How to explain why this TV series turns the best of us into giant, couch-dwelling grubs?
Perhaps its refreshing modernity is to blame. Co-creators Steven Moffatt and Mark Gatiss do not attempt to mimic the Victorian London that is the home of Conan Doyle's renowned protagonist, the detective Sherlock Holmes, in this latest take on his adventures. Instead, they revel in the technology and streetscape of modern London, and work the original plots into a texting, taxi-catching environment we can all recognise.
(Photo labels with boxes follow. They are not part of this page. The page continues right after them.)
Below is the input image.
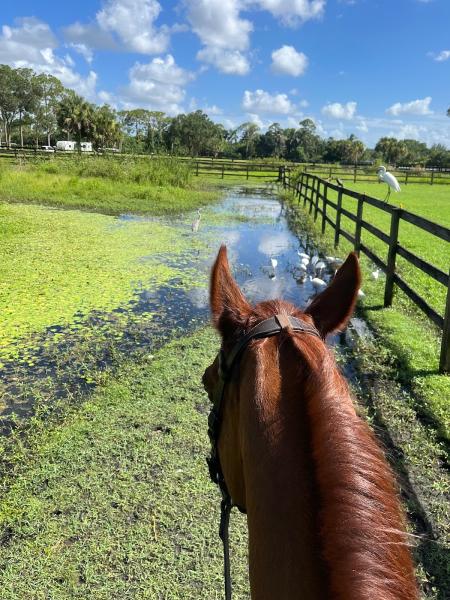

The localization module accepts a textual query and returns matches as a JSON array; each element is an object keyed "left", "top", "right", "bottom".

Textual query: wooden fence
[
  {"left": 301, "top": 164, "right": 450, "bottom": 185},
  {"left": 282, "top": 170, "right": 450, "bottom": 373},
  {"left": 192, "top": 160, "right": 281, "bottom": 181}
]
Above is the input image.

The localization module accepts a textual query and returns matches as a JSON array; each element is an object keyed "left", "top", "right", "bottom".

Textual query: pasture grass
[
  {"left": 0, "top": 328, "right": 248, "bottom": 600},
  {"left": 286, "top": 186, "right": 450, "bottom": 442},
  {"left": 0, "top": 156, "right": 218, "bottom": 215},
  {"left": 319, "top": 183, "right": 450, "bottom": 315},
  {"left": 0, "top": 203, "right": 207, "bottom": 363},
  {"left": 0, "top": 328, "right": 448, "bottom": 600}
]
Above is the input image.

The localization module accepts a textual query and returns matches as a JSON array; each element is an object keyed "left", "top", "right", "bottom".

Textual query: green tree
[
  {"left": 427, "top": 144, "right": 450, "bottom": 169},
  {"left": 14, "top": 68, "right": 41, "bottom": 147},
  {"left": 403, "top": 140, "right": 429, "bottom": 165},
  {"left": 34, "top": 73, "right": 65, "bottom": 146},
  {"left": 167, "top": 110, "right": 225, "bottom": 156},
  {"left": 375, "top": 137, "right": 407, "bottom": 165},
  {"left": 57, "top": 90, "right": 95, "bottom": 149},
  {"left": 0, "top": 65, "right": 20, "bottom": 147},
  {"left": 297, "top": 119, "right": 323, "bottom": 162},
  {"left": 146, "top": 110, "right": 171, "bottom": 153},
  {"left": 238, "top": 122, "right": 260, "bottom": 158},
  {"left": 261, "top": 123, "right": 286, "bottom": 158},
  {"left": 91, "top": 104, "right": 122, "bottom": 148}
]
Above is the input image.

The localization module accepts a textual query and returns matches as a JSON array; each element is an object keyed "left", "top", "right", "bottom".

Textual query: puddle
[{"left": 0, "top": 188, "right": 338, "bottom": 431}]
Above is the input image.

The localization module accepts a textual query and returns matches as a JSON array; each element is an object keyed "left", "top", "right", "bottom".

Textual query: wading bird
[
  {"left": 377, "top": 167, "right": 402, "bottom": 202},
  {"left": 192, "top": 209, "right": 202, "bottom": 233},
  {"left": 270, "top": 258, "right": 278, "bottom": 279}
]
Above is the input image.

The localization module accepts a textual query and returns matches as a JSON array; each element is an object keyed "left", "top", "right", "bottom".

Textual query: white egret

This keeps Holmes and his arch-nemesis Jim Moriarty on their toes as their ingenuity is put to the test in new and engaging ways.
Benedict Cumberbatch does justice to Sherlock's detective coat
Surely, though, the series' most unique feature is its sometimes poignant and often hilarious script, as beautifully executed in the performances of its main characters. Benedict 'Chiselled Cheekbones' Cumberbatch (alright, the middle bit isn't official) is absolutely perfect as the idiosyncratic detective who horrifies his landlady with his casual refrigeration of decapitated heads; and Martin Freeman (Dr John Watson, Sherlock's sidekick) provides an ideal balance with his almost extraordinary ordinariness. Andrew Scott takes the cake, though, as the self-proclaimedly 'changeable' Moriarty, who stages a spectacular break-in of the Tower of London whilst chewing gum and dancing to ballet music.
My only criticism of this series is its length. Six episodes (three for each series, the first of which is available at most ABC shops) hardly seems enough! If all goes to plan, though, a third should be on the cards for early 2013. In the mean time, summon those clouds and snuggle in for some seriously satisfying sleuthing.